In all of these phases, whether I was only working a 40 hour week, or putting in 60 hours a week of development, I worked to make sure my skills didn’t grow stagnant. In fact, I am writing .Net code today in large part because of a single decision I made while working on an MFC C++ app. We had a VB6 app that would run through various pieces of data and validate that they met various business rules before we’d do a release. When I was working remotely, this little validation code would take over an hour to run. I was supposed to run it every time I made a slight data change. I wanted to figure out why it was taking so long, and all the profilers I could find at the time worked with .NET but not VB6. So I ported the app to VB.NET, ran the profiler, found some bottlenecks and got it down to 10 minutes for me. If you were on-site the entire program took less than 1 minute. I was a hero for a couple of days. The fact that I decided to try out .NET (which was only about 5 years old at that point) allowed me to land a job in a different city doing .NET. If I didn’t try it out then, I’d still be searching for Windows based C++ jobs.
Staying Up To Date
One theme that often comes up when I’ve done interviewing is the amount of technology people are familiar with. Some people live and breath code and technology. Those people are fairly rare, and I would not classify myself in that category. The other extreme, however, is much more common, the people who come to work, write code and go home and do something else. I’ve met numerous people that brew beer, photographers, cheese makers, gym rats, knitters, and just about everything in between.
However, within this group of people who don’t write a lot of (or any) code outside of work, there are again 2 groups of people. There are those who stay relatively up-to-date with technology that is out there, and there are those who use their hobbies as an excuse for not knowing current technologies.

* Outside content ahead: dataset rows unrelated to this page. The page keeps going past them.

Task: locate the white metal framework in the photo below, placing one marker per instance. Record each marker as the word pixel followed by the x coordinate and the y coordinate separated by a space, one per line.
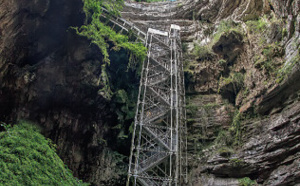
pixel 158 150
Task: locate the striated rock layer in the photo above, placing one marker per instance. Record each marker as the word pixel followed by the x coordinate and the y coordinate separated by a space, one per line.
pixel 243 111
pixel 50 76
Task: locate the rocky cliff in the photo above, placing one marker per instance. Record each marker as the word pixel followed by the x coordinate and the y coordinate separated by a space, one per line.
pixel 50 76
pixel 242 82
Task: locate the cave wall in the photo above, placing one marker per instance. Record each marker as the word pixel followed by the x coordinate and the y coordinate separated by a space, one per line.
pixel 243 123
pixel 50 76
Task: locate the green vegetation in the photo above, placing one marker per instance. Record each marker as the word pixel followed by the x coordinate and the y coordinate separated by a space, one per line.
pixel 235 78
pixel 202 52
pixel 237 163
pixel 247 182
pixel 287 69
pixel 226 27
pixel 258 26
pixel 28 158
pixel 104 36
pixel 236 127
pixel 149 1
pixel 267 60
pixel 222 62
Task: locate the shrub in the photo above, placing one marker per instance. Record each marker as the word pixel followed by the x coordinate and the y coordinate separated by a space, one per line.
pixel 28 158
pixel 247 182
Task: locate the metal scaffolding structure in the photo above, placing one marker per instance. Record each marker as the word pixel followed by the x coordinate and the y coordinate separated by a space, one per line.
pixel 158 150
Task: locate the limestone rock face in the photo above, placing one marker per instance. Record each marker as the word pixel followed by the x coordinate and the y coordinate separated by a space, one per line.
pixel 50 76
pixel 228 74
pixel 243 115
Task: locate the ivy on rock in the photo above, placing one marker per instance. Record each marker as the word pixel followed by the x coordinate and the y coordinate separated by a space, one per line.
pixel 105 37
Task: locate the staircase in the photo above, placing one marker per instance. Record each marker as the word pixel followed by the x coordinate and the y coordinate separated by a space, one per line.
pixel 158 148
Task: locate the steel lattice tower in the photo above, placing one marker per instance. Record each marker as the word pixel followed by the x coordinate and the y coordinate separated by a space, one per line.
pixel 158 151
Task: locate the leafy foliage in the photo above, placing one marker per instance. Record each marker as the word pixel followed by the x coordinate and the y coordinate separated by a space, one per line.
pixel 103 36
pixel 28 158
pixel 226 27
pixel 247 182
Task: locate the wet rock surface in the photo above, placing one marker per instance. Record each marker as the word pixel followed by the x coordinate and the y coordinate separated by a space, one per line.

The latter group I have almost no desire to work with. I’m all for people having hobbies. Even though for quite a while after seminary, I didn’t really have any, I see their value. I want my coworkers and the people I interview to have hobbies. I think it makes them a more rounded individual and more fun to work with. However, it is still possible to learn new technologies in the midst of your hobbies.
A quick example comes from someone I interviewed about a year ago. He made cheese in his spare time. Cheese making can be a rather low-tech hobby. After all, it’s been made long before the advent of computers. What impressed me about this particular candidate (and a large part of why we offered him a job) was that in his cheese making process, he wrote an application to help him track different recipes. Apparently, different cheeses need different amounts of time to “cure.” He wanted to be able to plan and track accordingly, and he chose a technology he didn’t have any experience in to write it. His goal with this app was to make it portable enough so that other cheesemakers could create their own recipes & guidelines and share them among their community.
Learning how to code better and being aware of new technologies (notice I didn’t say being an expert) can be accomplished with a few hours a week. In fact, something as simple as taking 30 minutes a day to read blogs can at least get you familiar enough to know what the new technology is, and when you should use it. For example, over 2 weeks you could at least know what client side templating is, when to use it, and what some of the popular options are. You obviously wouldn’t be an expert, you might not even be able to do a “hello world” but at least you’d know there are alternatives to the way you currently do things.
Have hobbies, enjoy them, love them. Don’t use them as an excuse to suck.